Segundo o executivo, o modelo adotado pelo alt.bank atende diferentes perfis de funcionários e necessidades operacionais. A empresa também busca atrair jovens talentos com alto potencial por meio de programas de desenvolvimento. A proximidade com instituições de ensino como a Universidade de São Paulo (USP) e a Universidade Federal de São Carlos (UFSCar), em São Carlos, é estratégica para a fintech, diz o COO.
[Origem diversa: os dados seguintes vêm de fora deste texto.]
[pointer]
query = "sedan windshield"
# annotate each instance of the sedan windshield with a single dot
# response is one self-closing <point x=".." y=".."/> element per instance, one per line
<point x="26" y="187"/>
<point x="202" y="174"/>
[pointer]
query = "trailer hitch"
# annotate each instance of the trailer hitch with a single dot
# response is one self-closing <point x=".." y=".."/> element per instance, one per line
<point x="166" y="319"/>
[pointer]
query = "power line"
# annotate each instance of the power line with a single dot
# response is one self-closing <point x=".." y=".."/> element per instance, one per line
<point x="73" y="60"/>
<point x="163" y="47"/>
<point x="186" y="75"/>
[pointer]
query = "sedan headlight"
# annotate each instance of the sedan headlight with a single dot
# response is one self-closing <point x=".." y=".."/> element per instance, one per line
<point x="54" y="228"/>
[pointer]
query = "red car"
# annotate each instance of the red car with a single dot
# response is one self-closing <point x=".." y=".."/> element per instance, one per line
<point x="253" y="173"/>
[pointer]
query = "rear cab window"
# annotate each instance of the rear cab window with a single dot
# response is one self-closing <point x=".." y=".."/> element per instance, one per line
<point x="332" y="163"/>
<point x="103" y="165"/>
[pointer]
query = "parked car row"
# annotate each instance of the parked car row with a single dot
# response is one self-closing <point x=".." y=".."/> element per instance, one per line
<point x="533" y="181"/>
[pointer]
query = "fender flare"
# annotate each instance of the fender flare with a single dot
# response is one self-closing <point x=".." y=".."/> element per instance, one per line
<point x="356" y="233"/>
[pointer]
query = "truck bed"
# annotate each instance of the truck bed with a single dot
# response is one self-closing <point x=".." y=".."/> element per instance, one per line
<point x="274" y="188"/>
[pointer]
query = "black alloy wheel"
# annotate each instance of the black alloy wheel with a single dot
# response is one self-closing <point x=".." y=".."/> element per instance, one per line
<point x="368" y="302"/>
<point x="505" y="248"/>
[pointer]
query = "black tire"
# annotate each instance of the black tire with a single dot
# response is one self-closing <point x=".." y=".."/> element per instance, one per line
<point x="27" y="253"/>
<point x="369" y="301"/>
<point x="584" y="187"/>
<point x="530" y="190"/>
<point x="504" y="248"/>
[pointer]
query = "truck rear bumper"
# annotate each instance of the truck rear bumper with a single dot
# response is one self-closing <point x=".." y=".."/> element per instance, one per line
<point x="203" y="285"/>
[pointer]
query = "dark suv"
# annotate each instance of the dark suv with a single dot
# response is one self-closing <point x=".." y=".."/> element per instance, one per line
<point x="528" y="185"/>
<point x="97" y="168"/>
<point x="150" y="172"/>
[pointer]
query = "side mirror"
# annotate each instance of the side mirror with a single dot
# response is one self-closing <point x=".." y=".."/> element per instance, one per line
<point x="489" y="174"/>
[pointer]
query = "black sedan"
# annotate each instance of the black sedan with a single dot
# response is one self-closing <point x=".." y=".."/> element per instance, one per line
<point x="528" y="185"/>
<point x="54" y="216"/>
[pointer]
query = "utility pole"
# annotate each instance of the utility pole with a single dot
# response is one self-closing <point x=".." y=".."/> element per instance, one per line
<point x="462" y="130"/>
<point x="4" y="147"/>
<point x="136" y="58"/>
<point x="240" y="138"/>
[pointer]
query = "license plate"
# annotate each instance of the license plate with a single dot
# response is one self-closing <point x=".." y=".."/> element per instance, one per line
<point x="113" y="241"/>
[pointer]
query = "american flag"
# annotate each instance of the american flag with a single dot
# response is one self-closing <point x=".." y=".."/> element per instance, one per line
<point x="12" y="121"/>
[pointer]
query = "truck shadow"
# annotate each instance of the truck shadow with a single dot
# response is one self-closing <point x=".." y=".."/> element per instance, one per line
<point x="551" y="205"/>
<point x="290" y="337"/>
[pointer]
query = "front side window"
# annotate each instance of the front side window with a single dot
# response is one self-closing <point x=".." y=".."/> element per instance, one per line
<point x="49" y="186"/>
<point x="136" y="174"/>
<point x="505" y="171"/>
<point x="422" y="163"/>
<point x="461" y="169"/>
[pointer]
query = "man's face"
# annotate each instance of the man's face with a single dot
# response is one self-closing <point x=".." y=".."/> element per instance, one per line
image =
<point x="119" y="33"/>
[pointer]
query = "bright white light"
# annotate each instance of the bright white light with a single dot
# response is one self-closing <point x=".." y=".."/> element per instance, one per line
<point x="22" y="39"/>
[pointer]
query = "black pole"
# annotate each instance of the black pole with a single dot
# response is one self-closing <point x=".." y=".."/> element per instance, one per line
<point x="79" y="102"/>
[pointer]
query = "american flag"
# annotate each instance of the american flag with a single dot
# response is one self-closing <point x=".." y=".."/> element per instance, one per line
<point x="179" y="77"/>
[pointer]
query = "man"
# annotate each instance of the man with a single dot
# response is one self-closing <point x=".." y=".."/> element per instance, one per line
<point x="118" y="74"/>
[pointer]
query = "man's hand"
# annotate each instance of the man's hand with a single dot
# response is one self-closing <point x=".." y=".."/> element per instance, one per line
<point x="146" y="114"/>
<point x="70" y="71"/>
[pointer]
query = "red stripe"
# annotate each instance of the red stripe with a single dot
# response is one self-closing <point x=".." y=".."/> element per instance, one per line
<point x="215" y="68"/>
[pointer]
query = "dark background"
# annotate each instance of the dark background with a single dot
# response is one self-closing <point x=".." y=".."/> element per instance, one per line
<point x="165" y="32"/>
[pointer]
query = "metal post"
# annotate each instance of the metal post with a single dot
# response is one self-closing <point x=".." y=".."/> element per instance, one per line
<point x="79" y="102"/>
“O acesso a essas instituições de renome nos permite construir nossa cultura e desenvolver profissionais que podem crescer com a empresa desde o estágio até cargos de liderança”, diz Silva. “Nosso escritório em São Carlos foi estrategicamente posicionado para atrair os melhores talentos que desejam fazer parte de uma equipe inovadora e dinâmica.”

Trabalho social na alt.bank

O alt.bank também aposta em programas de cunho social para engajar os funcionários. Criou o Hack the Favela em parceria com a ONG Cor Ação, para promover a inclusão digital e ensinar programação a jovens em situação de vulnerabilidade social. As aulas ocorrem na sede da ONG, com professores voluntários, que são colaboradores do alt.

“O programa Hack the Favela é uma extensão do nosso compromisso com a responsabilidade social. Queremos capacitar jovens em situação de vulnerabilidade, oferecendo-lhes as habilidades necessárias para prosperar em um mercado de trabalho em rápida evolução. Esse ano fizemos a primeira contratação de um aluno do programa”, diz Silva.